The essence of democracy is the deliberate participation of citizens. Where voters make decisions based on ideas, parties compete through policies and programs, and the media becomes a responsible forum for public debate. But today's Nepali political reality seems to be gradually moving away from this ideal. Especially for small and new parties, the main condition for gaining political recognition has become the 'ability to show the crowd'. Large gatherings, sloganeering, and demonstrations have become a means of proving political power, rather than ideological clarity, policy proposals, or institutional maturity.

This trend is not accidental. As established parties have lost public trust for decades, new parties and campaigns are filling the political vacuum that has arisen. But unfortunately, instead of building alternative politics, most have adopted the old style more aggressively. As a result, there has been a competition of demonstrations, not a competition of ideas. The question of ‘how many people came?’ has replaced the question of ‘what was said?’

Serious questions also need to be raised about the role of the media in this process. The media is not only the ‘fourth organ’ in a democracy, but is also a key institution in shaping public conscience. But in recent times, the mainstream media seems to have prioritized crowds, noise, and sensation over policy debate, ideological discussion, and factual analysis. Large gatherings, controversial statements, and emotional slogans easily get ‘headlines,’ but in-depth debate on the structural problems of education, health, the economy, or federalism is pushed to the background. This has a direct impact on civic consciousness. When the media makes protests the center of the news, citizens also start to base their political evaluations on the protests. This makes democratic dialogue superficial and encourages impulses rather than reason.
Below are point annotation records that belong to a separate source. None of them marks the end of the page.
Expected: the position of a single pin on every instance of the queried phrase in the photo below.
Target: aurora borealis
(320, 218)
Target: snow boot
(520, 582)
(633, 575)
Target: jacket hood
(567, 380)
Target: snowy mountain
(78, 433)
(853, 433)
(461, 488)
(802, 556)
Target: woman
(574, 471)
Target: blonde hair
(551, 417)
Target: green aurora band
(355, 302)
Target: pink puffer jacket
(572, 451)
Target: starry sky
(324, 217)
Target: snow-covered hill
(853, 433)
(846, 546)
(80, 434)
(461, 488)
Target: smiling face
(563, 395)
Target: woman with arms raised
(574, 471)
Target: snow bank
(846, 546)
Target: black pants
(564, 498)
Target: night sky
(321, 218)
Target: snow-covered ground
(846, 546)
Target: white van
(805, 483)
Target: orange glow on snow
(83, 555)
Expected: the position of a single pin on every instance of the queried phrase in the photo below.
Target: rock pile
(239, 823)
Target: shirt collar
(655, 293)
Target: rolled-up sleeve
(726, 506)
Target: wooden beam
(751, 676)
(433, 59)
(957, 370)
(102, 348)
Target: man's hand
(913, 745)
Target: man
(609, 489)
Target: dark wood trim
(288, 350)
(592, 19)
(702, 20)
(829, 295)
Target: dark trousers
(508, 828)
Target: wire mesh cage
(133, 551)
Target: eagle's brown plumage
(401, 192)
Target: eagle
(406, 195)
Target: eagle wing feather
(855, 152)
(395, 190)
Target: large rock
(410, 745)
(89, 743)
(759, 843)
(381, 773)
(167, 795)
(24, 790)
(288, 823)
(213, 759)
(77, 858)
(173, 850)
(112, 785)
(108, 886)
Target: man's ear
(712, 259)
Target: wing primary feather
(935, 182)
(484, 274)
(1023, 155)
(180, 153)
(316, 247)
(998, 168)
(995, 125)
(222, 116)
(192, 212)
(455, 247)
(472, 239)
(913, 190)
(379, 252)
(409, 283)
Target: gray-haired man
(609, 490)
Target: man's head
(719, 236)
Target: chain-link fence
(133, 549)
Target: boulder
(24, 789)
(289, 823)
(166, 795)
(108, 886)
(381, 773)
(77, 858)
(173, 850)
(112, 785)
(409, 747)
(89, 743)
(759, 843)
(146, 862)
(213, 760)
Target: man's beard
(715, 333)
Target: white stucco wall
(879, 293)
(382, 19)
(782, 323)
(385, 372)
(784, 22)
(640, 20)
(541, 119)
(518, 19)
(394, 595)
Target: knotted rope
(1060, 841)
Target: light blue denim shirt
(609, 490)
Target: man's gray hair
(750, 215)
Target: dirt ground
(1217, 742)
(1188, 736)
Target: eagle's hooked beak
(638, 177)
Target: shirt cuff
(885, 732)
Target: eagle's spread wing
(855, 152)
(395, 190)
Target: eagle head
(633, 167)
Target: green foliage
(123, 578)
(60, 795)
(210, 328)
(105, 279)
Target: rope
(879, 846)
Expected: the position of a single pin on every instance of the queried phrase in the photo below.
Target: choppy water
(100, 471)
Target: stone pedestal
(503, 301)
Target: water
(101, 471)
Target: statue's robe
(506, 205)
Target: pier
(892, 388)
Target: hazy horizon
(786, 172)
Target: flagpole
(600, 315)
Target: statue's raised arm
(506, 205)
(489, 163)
Crowd psychology is not always stable: support today, outrage tomorrow. Politics based on such unstable foundations is dangerous for long-term governance and policymaking.

Democracy is a system of debate, not just demonstration. Debate creates a space for disagreement, separates complex problems from simple slogans, and inspires the search for policy solutions. But when politics is limited to demonstrations, disagreement turns into hostility. Citizens who ask questions are labeled as ‘opponents’, and criticism is considered an ‘attack’. This damages democratic culture.

It is time for small parties and new political forces to also self-evaluate. Showing off to the crowd may be useful for a momentary effect, but long-term political credibility is built only through ideas, organization, and policy clarity. History has shown that crowds can bring power, but they cannot govern. Governance requires institutional capacity, expertise, and continuous dialogue.

In this context, the role of civil society, intellectuals and educational institutions is also important. They should create pressure to make political debates think-centered again. Universities, think-tanks and citizen forums should be able to become centers of in-depth discussions on public policy. Beyond the immediate popularity of social media, a debate on long-term national interests is necessary.

Ultimately, the question is linked to the future of democracy. If politics continues to be limited to crowds and demonstrations, the form of democracy will remain, but the spirit will be lost. The right to vote will remain, but the conscious choice will be weakened. Therefore, a conscious effort is now needed to return politics to thought. Parties should present policies, the media should give space to debate and citizens should make political decisions based on ideas, not crowds.

Democracy lives not only on the streets, but in dialogue. If we fail to bring dialogue to the center, the politics of the crowd will prove costly for everyone.